Running INSERTs, row by row – in SQL Developer
I queried my table, used the SQL Developer EXPORT feature to export to an INSERT script, with no COMMITs.
And then I ran it.
And I ran it for 17 minutes and 12 seconds before getting bored and cancelling the script. So that got me 353,233 records. Which tells me we were inserting about 342 records a second.
The SQL*Loader Solution
I truncated my table, and populated it again with my PL/SQL block above. Then I queried my table again and I created the SQL*Loader scenario:
I then downloaded and installed my 12cR2 Client. (Download for Windows 64 bit)
I did a ‘Custom’ install, put down Oracle NET and the developer tools (SQL*Plus and SQL*Loader). This took about…5 minutes.
I set my $ORACLE_HOME.
I opened a CMD window, navigated to my sqlldr directory where my CTL file was, and had at it:
And the Results!
TABLE "T_MILLION": 1000000 ROWS successfully loaded. 0 ROWS NOT loaded due TO DATA errors. 0 ROWS NOT loaded because ALL WHEN clauses were failed. 0 ROWS NOT loaded because ALL FIELDS were NULL. SPACE allocated FOR bind array: 99072 bytes(64 ROWS) READ buffer bytes: 1048576 Total logical records skipped: 0 Total logical records READ: 1000000 Total logical records rejected: 0 Total logical records discarded: 0 Run began ON Tue Oct 16 13:17:07 2018 Run ended ON Tue Oct 16 13:18:40 2018 Elapsed TIME was: 00:01:33.01 CPU TIME was: 00:00:11.71
That, according to my math is 10,753 records inserted per second.
So, using SQL*Loader was 3,144% faster than SQL Developer.
Disclaimer: I suck at maths, so my numbers might be off, but the results are pretty clear.
Disclaimer: I did NO enhancements or tricks on either side – this was running everything at the defaults.
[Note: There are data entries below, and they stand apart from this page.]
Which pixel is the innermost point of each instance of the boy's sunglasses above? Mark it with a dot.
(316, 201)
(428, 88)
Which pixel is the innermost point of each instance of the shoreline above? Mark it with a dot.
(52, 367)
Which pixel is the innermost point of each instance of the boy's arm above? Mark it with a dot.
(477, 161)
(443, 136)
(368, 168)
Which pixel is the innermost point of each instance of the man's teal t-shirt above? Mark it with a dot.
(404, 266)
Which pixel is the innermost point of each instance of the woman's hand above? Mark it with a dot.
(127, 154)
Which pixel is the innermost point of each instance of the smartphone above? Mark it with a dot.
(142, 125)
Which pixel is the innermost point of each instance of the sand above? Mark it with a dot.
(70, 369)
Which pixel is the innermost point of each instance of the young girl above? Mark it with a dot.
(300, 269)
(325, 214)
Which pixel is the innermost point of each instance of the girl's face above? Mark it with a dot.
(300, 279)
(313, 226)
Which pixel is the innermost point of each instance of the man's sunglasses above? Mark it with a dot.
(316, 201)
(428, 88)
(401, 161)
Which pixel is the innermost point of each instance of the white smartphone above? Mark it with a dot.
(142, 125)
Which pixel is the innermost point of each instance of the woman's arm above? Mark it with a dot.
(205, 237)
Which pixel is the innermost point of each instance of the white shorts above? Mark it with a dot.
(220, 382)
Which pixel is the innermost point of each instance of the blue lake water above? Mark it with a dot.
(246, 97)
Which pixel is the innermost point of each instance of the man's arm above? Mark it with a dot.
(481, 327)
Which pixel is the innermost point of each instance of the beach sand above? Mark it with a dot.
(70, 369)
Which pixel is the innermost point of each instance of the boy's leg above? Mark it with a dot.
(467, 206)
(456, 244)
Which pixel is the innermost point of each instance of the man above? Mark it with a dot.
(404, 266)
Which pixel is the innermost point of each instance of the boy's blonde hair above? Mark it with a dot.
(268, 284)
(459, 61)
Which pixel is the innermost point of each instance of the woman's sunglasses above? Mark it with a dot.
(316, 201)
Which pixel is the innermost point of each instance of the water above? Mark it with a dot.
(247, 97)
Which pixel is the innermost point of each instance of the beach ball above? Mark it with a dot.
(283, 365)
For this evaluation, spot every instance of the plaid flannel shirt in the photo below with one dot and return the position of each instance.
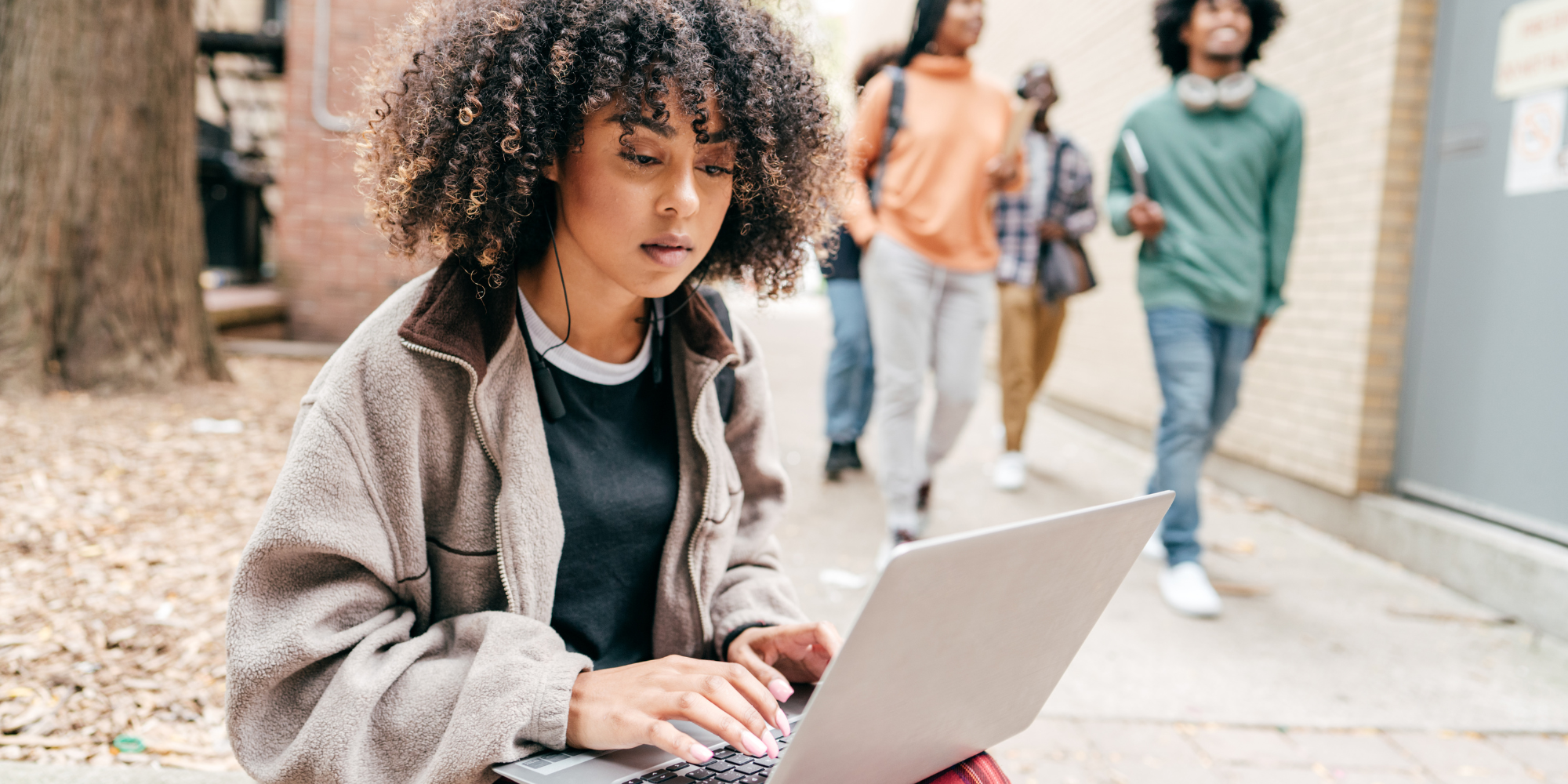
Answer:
(1018, 216)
I’m sure I could get the SQL*Loader scenario to run EVEN faster.
Connor Says: Hold My Beer
Connor from our AskTom team reminds me that there are faster ways to load this data. Specifically with these options:
OPTIONS (ERRORS=100000, BINDSIZE=8000000, ROWS=5000 )
And if you run this and BLINK, you’ll miss the magic:
SPACE allocated FOR bind array: 7740000 bytes(5000 ROWS) READ buffer bytes: 8000000 Total logical records skipped: 0 Total logical records READ: 1000000 Total logical records rejected: 0 Total logical records discarded: 0 Run began ON Wed Oct 17 10:13:10 2018 Run ended ON Wed Oct 17 10:13:18 2018 Elapsed TIME was: 00:00:08.49 CPU TIME was: 00:00:04.50
So we went from 1 minutes, 33 seconds to less than 9 seconds. That’s 111,111 rows per second. And this is on my crappy desktop machine connecting to a DB running in a very small Linux VM. So in real world, expect even better.
Nothing is free by they way, the read buffer goes way up…but I’ll write that check.